While performing stress analysis for process piping you might have come across the term two phase flow. The stress analysis basis or flexibility specification of most of the relevant organization informs the stress engineers to properly support these lines using hold-downs, guides and axial stops. The main reason is that two phase flow lines are vibration prone lines. Many organizations prefer to keep the natural frequency of those lines in excess of 4 Hz to reduce the possibility of vibration. Now the question is how to calculate the natural frequency of the complex piping system?
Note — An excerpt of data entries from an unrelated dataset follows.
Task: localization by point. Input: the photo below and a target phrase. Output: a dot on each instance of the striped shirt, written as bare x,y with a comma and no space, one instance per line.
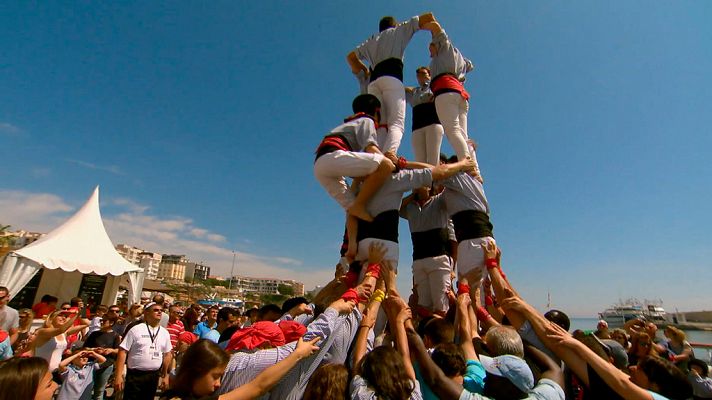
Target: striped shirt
243,367
174,330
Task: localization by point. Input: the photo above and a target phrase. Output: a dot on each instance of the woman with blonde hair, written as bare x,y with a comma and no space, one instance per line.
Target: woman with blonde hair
51,340
679,349
26,378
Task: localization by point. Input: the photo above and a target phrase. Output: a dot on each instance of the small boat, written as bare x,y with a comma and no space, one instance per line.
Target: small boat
617,315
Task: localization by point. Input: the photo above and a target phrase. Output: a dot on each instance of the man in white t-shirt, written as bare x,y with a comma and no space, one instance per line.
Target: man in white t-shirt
9,318
146,352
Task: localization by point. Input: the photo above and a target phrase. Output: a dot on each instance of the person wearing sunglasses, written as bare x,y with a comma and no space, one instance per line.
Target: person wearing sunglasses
9,317
146,352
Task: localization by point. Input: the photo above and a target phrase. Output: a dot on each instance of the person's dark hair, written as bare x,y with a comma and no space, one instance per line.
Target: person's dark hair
23,375
293,302
450,358
225,312
439,331
384,371
329,382
190,319
701,364
159,299
669,380
201,357
386,23
268,308
559,318
421,68
366,103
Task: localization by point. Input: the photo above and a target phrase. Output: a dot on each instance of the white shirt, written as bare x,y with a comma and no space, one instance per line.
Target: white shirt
146,346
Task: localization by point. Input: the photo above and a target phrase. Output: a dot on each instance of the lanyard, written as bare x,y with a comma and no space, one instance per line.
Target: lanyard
152,335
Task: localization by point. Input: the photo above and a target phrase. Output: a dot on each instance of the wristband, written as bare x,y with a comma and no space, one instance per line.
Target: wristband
463,288
402,162
378,295
489,301
350,295
482,314
373,270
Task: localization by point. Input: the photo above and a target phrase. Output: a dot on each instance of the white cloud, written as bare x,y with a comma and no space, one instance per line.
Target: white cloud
9,129
113,169
131,224
32,211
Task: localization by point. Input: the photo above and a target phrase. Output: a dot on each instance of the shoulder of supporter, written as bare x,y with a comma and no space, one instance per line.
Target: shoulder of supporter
546,389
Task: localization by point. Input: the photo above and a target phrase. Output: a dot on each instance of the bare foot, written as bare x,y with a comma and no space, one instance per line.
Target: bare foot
360,213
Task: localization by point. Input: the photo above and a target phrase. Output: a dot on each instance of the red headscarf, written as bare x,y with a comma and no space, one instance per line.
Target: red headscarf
255,335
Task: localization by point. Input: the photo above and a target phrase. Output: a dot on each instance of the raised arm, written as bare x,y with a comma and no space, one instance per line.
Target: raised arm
464,326
616,379
425,19
272,375
444,171
441,385
432,26
356,64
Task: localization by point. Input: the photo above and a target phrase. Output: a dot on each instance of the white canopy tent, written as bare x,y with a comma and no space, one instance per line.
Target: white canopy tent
79,246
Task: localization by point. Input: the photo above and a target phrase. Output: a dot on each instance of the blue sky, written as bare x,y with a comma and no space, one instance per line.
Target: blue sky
199,122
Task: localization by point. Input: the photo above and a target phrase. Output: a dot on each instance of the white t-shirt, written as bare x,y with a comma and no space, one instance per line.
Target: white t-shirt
146,346
9,318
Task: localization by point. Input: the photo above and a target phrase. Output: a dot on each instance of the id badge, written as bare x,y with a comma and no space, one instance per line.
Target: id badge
155,354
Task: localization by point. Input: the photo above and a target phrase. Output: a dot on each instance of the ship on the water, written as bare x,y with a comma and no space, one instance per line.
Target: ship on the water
650,310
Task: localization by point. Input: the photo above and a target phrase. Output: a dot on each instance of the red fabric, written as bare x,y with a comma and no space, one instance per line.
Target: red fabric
188,337
255,335
43,309
482,314
449,82
334,141
292,330
374,270
350,295
350,279
463,288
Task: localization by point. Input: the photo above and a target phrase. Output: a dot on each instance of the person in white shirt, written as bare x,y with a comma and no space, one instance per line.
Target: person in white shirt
146,352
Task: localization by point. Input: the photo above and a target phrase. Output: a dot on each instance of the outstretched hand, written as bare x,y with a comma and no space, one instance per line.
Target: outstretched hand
376,252
490,249
305,349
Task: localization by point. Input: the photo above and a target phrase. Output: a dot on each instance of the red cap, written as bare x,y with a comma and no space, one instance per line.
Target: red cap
188,337
292,330
255,335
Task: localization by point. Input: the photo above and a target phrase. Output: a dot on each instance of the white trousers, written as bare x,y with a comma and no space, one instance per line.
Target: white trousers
471,259
432,280
452,112
426,143
391,93
331,168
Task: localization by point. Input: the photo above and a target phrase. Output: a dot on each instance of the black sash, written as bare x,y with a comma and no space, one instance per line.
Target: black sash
424,114
388,67
471,224
432,243
331,143
384,226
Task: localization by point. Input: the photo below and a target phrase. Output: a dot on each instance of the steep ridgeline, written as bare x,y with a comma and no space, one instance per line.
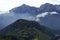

There comes the importance of a Caesar II dynamic module called Modal analysis module. The complex job of calculating the natural frequency of the piping system becomes very easy with the use of this module. The vibration response or dynamic response of any system can be easily determined using modal analysis. In actual case, Modal analysis breaks up a complex system into a number of modes of vibration, each of which is having a unique vibration response. This article will elaborate the steps followed for performing modal analysis module using Caesar II.

To start the modal analysis you must have a stress system. So from isometric model the system following conventional methods and perform the static analysis and make the system safe in all respect with respect to static analysis. Now follow the below mentioned steps for dynamic Modal analysis.

Click on Analysis-Dynamic Analysis as shown in Fig. 1 to open the dynamic module in Caesar II. It will open the window which is shown in Fig. 2.

Fig.1: Starting Dynamic Module in Caesar II

Fig.2: Selection of Modal Analysis in Dynamic Module in Caesar II

Now click on Analysis type and select Modal from the drop down menu. You will get the following window as shown in Fig. 3.

Fig. 3: Modal Analysis in Caesar II

You will get four input spreadsheets as lumped masses, snubbers, control parameters and advanced.

Click on Control parameters and it will open the window shown in Fig. 4.

Change the frequency cut off to your desired frequency based on your project specification. If you need to arrest all frequencies below 5 Hz and set that value as 5.

Now select the static load case for which you want to extract the natural frequencies. Normally it is advisable to select the operating temperature case.

Fig.4: Input data for Dynamic Modal Analysis

Now you are set for analysis, So click on the run button similar to what you do for static analysis. The analysis will extract all the natural frequencies which the piping system will experience below your cut off frequency values. Fig. 5 shows such a typical modal run screen.

Fig.5: A Typical Caesar run result of modal analysis

After analysis run is complete the output screen will open. Select Natural frequencies to check the extracted natural frequencies of the system. Most of the time we check the animation view to get a feel of the actual vibration process. So select Natural frequencies and then click on animation button as shown in Fig. 6.

Fig.6: Selection of animation button during Modal Analysis

In the animation view check how the system is experiencing vibration. Accordingly provide supporting. Normally guide and line stop supports with zero gaps will be required to arrest the vibration frequencies. Accordingly provide supporting. Sometimes hold down supports will be required.

As soon as you will provide guide and line stop supports the system will become more rigid and expansion stresses will increase. So each time you change some support type you have to perform static analysis and make the system safe from all consideration and then proceed to dynamic module.